Сестра моя выходила замуж за вдовца. Такое замужество в тогдашней деревне считалось незавидным и даже в некотором роде предосудительным, причем в любом случае осуждали только невесту и никогда — жениха: вот, мол, она какая — ни один парень не захотел жениться на ней, так она рада-радешенька и вдовцу. Если же у вдовца от первой жены оставались дети, то девушке, которая соглашалась выйти за него замуж, приходилось совсем плохо: над ней уже просто издевались.

У моей сестры было то преимущество, что ее жених Макар Орлов был совсем еще молодым человеком: с первой женой, которая умерла от неизвестной мне причины, он прожил совсем-совсем мало — всего год или два; детей у них не было; отец Макара также умер, и жил Макар лишь с матерью. А это для молодой жены немалое преимущество в большой семье все кому не лень помыкают невесткой. А в небольшой семье — дело совсем другое.

Кроме того — и это, пожалуй, главное,— Макар был отличным маляром, и у него почти всегда водились деньги. По этой причине мою сестру Прасковью не только не осуждали за жениха-вдовца, а, наоборот, многие завидовали ей: посылает же, мол, бог людям такое счастье...

В те времена деревня чрезвычайно редко прибегала к услугам маляров. Бревенчатые крестьянские хаты меняли свой облик отнюдь не от искусства маляра, а от времени, которое делало их сначала серыми, а потом и совсем темными; внутри же к этому примешивалась еще и копоть от освещения лучиной.

Но в деревне кое-где были школы и, конечно же, церкви. Церквей насчитывалось, пожалуй, гораздо больше, чем школ. С ними-то главным образом и имел дело Макар Орлов.

Впоследствии я не раз удивлялся той смелости, с какой совершенно свободно ходил мой зять по довольно крутой и высокой церковной крыше, да еще с ведром в руке! Но крыша еще туда-сюда. А ведь надо было красить и купола, которые находились на большой высоте и были круглыми, как луковица. Так что и ухватиться там не за что было. Но маляр каким-то образом забирался туда и делал свое дело, прибегая разве только к помощи веревки, да и то не всегда. Он даже мог стоять на самой церковной маковке, держась рукой за крест.

Правда, все это я увидел после свадьбы, когда Макар Орлов красил нашу осельскую церковь, но рассказы о нем я слышал и раньше и уже раньше думал, что муж моей сестры — человек необыкновенный.

Надо отметить и то, как несказанно удивился я, когда в день свадьбы впервые увидел хату, в которой жил Макар и в которой отныне будет жить и моя сестра. Хата стояла на самом краю деревни Рисавы и выглядела как игрушка. Обшитую тесом, ее выкрасили в какой-то яркий и красивый цвет. В такой же цвет было выкрашено и крыльцо. А наличники на окнах, столбики, поддерживающие крышу крыльца, а также карнизы были расписаны в несколько красок. Все это было так цветасто, что я не мог оторвать от них глаз. Никогда в жизни я не видел такой красивой хаты.

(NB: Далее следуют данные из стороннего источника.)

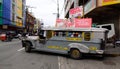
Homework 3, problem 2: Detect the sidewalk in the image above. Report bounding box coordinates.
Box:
[105,45,120,56]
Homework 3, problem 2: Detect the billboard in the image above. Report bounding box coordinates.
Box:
[56,18,92,28]
[74,18,92,28]
[56,19,66,27]
[102,0,120,6]
[84,0,96,14]
[69,6,83,18]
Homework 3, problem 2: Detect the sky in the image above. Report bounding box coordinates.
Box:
[26,0,64,26]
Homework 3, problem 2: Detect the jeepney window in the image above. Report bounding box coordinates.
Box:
[54,31,66,37]
[84,32,91,41]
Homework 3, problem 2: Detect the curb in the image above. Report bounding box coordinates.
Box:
[105,53,120,57]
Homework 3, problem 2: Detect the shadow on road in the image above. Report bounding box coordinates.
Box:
[24,50,116,61]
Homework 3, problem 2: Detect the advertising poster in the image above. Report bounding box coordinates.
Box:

Удивительно было и то, что рядом с хатой Макара стояла тоже выкрашенная, но уже в другой цвет, хата, принадлежавшая другому маляру. А напротив, на другой стороне улицы, еще две красиво разрисованные хаты. Хозяевами их были тоже маляры.

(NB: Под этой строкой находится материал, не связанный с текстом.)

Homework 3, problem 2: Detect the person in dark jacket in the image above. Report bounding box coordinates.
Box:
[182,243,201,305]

Словом, тот конец деревни, где должна была жить моя сестра, казался по сравнению со всеми остальными домами таким нарядным, таким праздничным, что представить что-либо лучшее было просто невозможно. Недаром же потом я так любил ходить в деревню Рисавы. Как увижу, бывало, на краю деревни эти хаты, на душе сразу становится и легко, и весело, и беззаботно.

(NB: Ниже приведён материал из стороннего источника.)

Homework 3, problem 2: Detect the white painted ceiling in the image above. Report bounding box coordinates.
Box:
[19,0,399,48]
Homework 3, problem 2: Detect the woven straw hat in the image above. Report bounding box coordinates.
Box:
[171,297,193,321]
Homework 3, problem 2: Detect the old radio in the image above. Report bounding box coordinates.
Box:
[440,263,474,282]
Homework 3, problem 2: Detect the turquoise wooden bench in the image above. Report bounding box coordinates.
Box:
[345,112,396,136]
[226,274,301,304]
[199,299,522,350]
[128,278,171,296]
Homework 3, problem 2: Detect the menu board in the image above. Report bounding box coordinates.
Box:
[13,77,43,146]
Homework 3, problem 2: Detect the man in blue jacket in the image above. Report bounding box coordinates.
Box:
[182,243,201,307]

Четыре маляра, живших в Рисавах, все время стремились перещеголять, переловчить друг друга. Поэтому ежегодно каждый перекрашивал свою хату в новый цвет: то в синий, то в зеленый, то в темно-красный, то в какой-нибудь еще.

Это, однако, не мешало тому, что внутренность хат, в которых жили маляры, ровно ничем не отличалась от обычного крестьянского жилья: та же русская печка, те же лавки вдоль стен в обе стороны красного угла. Все внимание обращалось только на внешнюю сторону.

15

На время свадебного пира были придвинуты друг к другу три или даже четыре обеденных стола, взятые на время у соседей. Гости расположились у столов на самых разнокалиберных сиденьях: кто на лавке, кто на табуретке, кто на скамейке, кто просто на доске, положенной концами на два чурбана. Один из столов был придвинут к широкой деревянной кровати, стоявшей у стены, и кровать как бы тоже превратилась в скамейку. На кровати сидели мои отец и мать, а с ними, конечно, и я.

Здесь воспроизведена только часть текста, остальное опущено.